The rule is a joint effort by the Federal Motor Carrier Safety Administration and the National Highway Traffic Safety Administration. While the rule has not yet been published for public view, interested parties are coming down firmly in support of or against the rule.
Both the American Trucking Association and Roadsafe America sent petitions to the FMCSA back in 2006 to try and get a rule made to mandate speed limiters in all commercial trucks. Since then, the ATA has been pushing, nudging, and cajoling trying to get their way.

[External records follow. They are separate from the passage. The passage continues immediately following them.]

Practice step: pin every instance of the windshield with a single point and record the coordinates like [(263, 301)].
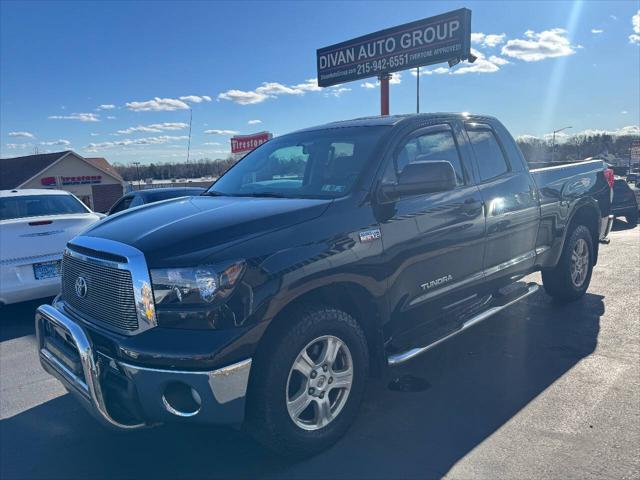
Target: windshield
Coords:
[(315, 164), (37, 205)]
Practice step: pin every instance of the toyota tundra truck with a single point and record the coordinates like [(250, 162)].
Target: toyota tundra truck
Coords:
[(322, 258)]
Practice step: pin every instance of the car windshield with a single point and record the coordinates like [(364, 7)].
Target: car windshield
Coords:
[(314, 164), (37, 205)]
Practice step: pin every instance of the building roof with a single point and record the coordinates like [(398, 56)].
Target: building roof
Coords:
[(102, 164), (31, 191), (15, 171)]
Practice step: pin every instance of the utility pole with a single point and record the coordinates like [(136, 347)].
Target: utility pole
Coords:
[(137, 164), (189, 142), (384, 94), (417, 89), (553, 143)]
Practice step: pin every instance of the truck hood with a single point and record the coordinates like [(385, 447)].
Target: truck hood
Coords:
[(187, 231)]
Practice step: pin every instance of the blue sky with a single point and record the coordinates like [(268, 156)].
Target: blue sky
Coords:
[(117, 79)]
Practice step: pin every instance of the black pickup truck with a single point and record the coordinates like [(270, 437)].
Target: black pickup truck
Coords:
[(321, 258)]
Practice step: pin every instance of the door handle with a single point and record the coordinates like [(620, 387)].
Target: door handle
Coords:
[(471, 206)]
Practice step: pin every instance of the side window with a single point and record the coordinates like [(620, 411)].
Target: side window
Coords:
[(489, 155), (123, 204), (429, 147), (136, 201)]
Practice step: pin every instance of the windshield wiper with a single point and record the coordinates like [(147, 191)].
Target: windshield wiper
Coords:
[(261, 194)]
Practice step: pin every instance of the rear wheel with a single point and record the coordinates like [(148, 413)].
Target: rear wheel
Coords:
[(570, 279), (309, 382)]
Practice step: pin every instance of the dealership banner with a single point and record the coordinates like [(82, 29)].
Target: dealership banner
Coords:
[(246, 143), (424, 42)]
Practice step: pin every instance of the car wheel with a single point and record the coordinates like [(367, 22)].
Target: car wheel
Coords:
[(569, 280), (309, 382)]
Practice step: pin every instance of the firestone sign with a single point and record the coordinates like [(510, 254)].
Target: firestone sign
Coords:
[(246, 143), (80, 180), (424, 42)]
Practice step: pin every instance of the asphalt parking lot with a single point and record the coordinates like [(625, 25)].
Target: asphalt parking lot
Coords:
[(541, 390)]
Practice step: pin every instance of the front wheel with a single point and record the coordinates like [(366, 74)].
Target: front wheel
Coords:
[(570, 279), (309, 382)]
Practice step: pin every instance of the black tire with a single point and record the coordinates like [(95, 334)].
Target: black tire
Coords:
[(267, 416), (558, 282)]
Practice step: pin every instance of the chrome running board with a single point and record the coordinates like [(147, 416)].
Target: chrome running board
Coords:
[(398, 358)]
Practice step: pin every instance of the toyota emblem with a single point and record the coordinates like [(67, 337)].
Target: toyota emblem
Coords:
[(81, 287)]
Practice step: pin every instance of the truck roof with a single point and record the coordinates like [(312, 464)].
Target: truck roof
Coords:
[(392, 120)]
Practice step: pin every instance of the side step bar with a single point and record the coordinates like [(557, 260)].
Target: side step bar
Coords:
[(398, 358)]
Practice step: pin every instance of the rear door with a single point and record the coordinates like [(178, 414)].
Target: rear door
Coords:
[(433, 242), (511, 205)]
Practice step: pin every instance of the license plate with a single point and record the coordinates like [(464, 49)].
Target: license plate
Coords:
[(46, 270)]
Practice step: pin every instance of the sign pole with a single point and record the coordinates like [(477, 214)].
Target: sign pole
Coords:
[(417, 89), (384, 94)]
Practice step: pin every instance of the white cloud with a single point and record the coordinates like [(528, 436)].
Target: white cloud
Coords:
[(635, 22), (158, 104), (21, 134), (269, 90), (162, 139), (539, 46), (217, 131), (154, 127), (83, 117), (488, 40), (196, 98), (629, 130), (60, 142)]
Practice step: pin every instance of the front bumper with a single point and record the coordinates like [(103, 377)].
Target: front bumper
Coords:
[(126, 396)]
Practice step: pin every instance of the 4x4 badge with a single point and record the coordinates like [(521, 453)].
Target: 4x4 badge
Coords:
[(370, 235)]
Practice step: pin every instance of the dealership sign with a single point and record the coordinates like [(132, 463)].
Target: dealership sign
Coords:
[(246, 143), (80, 180), (438, 39)]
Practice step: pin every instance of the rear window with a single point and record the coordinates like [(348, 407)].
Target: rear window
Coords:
[(37, 205), (620, 186), (491, 160), (161, 195)]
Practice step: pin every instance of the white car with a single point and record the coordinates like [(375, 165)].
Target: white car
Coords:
[(35, 226)]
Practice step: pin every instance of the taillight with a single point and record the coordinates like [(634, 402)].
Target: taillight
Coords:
[(608, 174)]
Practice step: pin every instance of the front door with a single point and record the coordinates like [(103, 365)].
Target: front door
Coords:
[(433, 243), (511, 203)]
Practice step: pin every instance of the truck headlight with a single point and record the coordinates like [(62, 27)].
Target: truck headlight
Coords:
[(195, 286)]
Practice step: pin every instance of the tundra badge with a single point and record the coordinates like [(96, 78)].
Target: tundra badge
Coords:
[(436, 283), (370, 235)]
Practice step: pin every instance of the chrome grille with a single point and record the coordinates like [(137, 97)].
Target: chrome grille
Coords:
[(109, 300)]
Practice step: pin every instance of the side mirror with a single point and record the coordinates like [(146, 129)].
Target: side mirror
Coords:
[(422, 177)]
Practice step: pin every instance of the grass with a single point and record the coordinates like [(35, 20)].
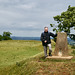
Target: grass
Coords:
[(29, 60), (15, 51)]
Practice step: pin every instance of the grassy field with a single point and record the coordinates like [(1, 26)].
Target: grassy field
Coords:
[(19, 57)]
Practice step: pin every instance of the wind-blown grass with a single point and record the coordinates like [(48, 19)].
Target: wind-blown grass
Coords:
[(29, 60), (15, 51)]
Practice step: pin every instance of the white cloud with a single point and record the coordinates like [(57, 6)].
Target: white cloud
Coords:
[(28, 17)]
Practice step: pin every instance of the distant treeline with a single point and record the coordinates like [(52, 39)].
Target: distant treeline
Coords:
[(5, 36)]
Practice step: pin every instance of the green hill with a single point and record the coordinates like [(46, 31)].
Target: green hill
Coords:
[(19, 57)]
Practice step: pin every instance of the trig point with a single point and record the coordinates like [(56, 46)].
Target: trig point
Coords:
[(61, 48)]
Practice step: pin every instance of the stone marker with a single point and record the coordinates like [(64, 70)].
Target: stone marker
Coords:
[(61, 48)]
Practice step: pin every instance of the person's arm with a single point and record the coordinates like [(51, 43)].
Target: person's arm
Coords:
[(53, 35)]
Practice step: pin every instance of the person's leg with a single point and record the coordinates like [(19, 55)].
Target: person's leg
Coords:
[(50, 49), (45, 51)]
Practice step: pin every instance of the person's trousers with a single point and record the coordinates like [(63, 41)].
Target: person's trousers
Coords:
[(45, 49)]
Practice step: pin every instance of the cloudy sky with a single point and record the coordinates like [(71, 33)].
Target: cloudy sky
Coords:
[(29, 17)]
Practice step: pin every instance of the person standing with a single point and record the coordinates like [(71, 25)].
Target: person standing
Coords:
[(46, 40)]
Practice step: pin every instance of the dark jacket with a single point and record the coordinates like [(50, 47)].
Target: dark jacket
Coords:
[(46, 36)]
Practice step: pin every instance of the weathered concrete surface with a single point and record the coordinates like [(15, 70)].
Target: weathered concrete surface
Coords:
[(61, 48)]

Back then, the ATA was asking for a mandatory speed limit of 68mph, but recently the ATA has announced that they think the speed limit should be set no higher than 65mph.

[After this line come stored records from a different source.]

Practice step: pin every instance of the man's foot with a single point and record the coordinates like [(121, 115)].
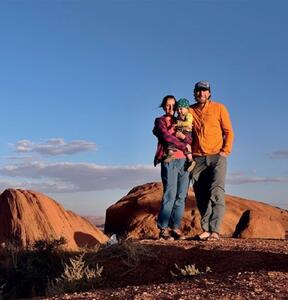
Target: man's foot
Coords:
[(165, 235), (168, 158), (177, 234), (214, 236), (204, 236), (190, 165)]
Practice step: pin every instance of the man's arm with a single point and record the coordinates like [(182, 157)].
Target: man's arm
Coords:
[(161, 132), (227, 129)]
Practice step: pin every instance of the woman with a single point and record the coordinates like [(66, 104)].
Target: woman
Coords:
[(174, 177)]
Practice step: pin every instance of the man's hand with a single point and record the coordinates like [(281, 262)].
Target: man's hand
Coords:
[(180, 135), (221, 153)]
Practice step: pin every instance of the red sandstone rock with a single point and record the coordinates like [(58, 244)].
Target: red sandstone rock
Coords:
[(27, 216), (135, 216)]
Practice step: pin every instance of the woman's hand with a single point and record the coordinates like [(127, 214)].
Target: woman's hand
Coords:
[(180, 135)]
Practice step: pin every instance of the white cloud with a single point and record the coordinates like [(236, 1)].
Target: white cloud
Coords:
[(238, 178), (45, 187), (281, 154), (63, 177), (53, 147)]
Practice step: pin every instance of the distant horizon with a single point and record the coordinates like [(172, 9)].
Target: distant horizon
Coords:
[(81, 84)]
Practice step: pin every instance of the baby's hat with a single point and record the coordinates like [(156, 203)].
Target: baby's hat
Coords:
[(183, 102)]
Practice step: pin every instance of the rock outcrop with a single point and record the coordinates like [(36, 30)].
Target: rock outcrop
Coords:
[(28, 216), (135, 216)]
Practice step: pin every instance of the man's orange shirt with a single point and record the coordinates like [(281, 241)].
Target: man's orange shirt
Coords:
[(212, 129)]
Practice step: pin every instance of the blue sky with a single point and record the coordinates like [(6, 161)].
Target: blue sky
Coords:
[(81, 81)]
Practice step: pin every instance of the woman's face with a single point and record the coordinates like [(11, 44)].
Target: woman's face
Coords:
[(169, 107)]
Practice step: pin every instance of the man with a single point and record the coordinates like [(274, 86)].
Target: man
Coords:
[(212, 143)]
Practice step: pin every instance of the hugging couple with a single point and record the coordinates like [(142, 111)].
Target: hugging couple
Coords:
[(195, 145)]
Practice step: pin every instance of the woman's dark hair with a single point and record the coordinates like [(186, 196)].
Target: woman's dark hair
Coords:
[(165, 99)]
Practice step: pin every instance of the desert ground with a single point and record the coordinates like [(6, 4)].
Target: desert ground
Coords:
[(238, 269)]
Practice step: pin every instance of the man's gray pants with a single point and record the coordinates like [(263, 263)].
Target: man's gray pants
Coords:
[(208, 180)]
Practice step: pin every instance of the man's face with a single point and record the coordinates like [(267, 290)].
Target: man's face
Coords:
[(169, 107), (202, 96)]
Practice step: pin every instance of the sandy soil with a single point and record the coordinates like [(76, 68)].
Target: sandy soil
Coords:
[(241, 269)]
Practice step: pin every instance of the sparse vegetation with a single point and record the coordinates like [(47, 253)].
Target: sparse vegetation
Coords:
[(188, 270), (131, 253), (77, 276)]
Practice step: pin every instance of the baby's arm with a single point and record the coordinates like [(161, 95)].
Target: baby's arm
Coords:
[(188, 122)]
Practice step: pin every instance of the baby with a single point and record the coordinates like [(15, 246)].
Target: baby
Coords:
[(184, 124)]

According to the ATA, forcing every commercial truck in the United States to have a speed limiter which prevents it from accelerating above 65mph would make the roads safer. To prove this point, they note that speed is a factor in almost 30% of all fatal accidents and is the primary cause in 18% of all fatal accidents where the truck was found at fault. While this may be true, some say that it will actually make the roads MORE dangerous to arbitrarily limit the speed at which trucks can travel.

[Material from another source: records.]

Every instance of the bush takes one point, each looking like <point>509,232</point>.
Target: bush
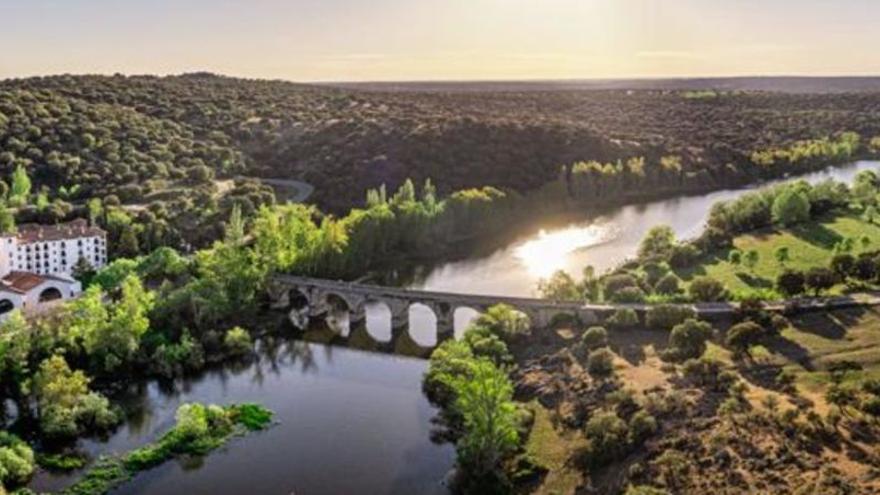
<point>615,283</point>
<point>666,316</point>
<point>623,318</point>
<point>16,461</point>
<point>237,342</point>
<point>594,338</point>
<point>688,339</point>
<point>791,206</point>
<point>707,289</point>
<point>670,284</point>
<point>608,436</point>
<point>742,336</point>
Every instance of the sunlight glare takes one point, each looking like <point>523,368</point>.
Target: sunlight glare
<point>547,253</point>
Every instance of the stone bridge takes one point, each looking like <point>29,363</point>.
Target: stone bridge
<point>321,296</point>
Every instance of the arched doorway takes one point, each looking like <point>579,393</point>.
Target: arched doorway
<point>50,294</point>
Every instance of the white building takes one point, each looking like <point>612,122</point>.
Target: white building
<point>36,263</point>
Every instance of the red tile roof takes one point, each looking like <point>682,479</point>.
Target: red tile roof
<point>20,282</point>
<point>31,232</point>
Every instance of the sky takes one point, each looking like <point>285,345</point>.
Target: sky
<point>388,40</point>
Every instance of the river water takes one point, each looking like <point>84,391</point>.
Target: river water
<point>348,422</point>
<point>352,421</point>
<point>602,241</point>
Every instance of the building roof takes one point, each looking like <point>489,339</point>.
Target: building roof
<point>22,282</point>
<point>32,232</point>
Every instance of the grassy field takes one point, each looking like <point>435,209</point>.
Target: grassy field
<point>809,245</point>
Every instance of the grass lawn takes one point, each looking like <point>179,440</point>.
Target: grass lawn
<point>810,245</point>
<point>814,341</point>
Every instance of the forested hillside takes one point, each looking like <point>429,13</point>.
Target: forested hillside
<point>346,140</point>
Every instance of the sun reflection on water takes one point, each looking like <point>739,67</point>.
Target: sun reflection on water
<point>548,252</point>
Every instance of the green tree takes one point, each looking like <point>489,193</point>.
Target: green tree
<point>750,259</point>
<point>707,289</point>
<point>782,255</point>
<point>560,287</point>
<point>21,186</point>
<point>688,339</point>
<point>66,405</point>
<point>485,403</point>
<point>742,336</point>
<point>791,206</point>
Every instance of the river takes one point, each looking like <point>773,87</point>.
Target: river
<point>348,422</point>
<point>602,241</point>
<point>351,421</point>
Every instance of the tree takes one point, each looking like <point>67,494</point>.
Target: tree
<point>791,206</point>
<point>66,405</point>
<point>791,283</point>
<point>742,336</point>
<point>707,289</point>
<point>735,257</point>
<point>782,255</point>
<point>658,243</point>
<point>485,402</point>
<point>7,220</point>
<point>608,436</point>
<point>21,186</point>
<point>111,336</point>
<point>688,339</point>
<point>819,279</point>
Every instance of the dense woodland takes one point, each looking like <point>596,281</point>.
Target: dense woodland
<point>345,141</point>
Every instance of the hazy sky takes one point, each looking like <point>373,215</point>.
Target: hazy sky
<point>312,40</point>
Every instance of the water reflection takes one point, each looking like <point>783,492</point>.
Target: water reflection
<point>603,241</point>
<point>349,422</point>
<point>546,253</point>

One major concern of the rule’s detractors is the difference between truck speed limits and the speed that everyone else on the road is driving. Others point out that if a truck drivers needs to able to accelerate to avoid an accident or get out of a dangerous situation, they will be unable to.
OOIDA’s Executive Vice President, Todd Spencer wrote:
“To the casual observer, mandating speed limiters on heavy-duty vehicles might seem like a ‘safety silver bullet.’ Professional drivers know, however, that highway safety is not so simple.”
If the White House’s Office of Management and Budget approves the proposed rule, they will open the rule up for public comment and then send it back to the DOT so that the FMCSA and NHTSA can make a finalized rule. Then the finalized rule gets published and it will only be a matter of time before mandatory speed limiters become a reality.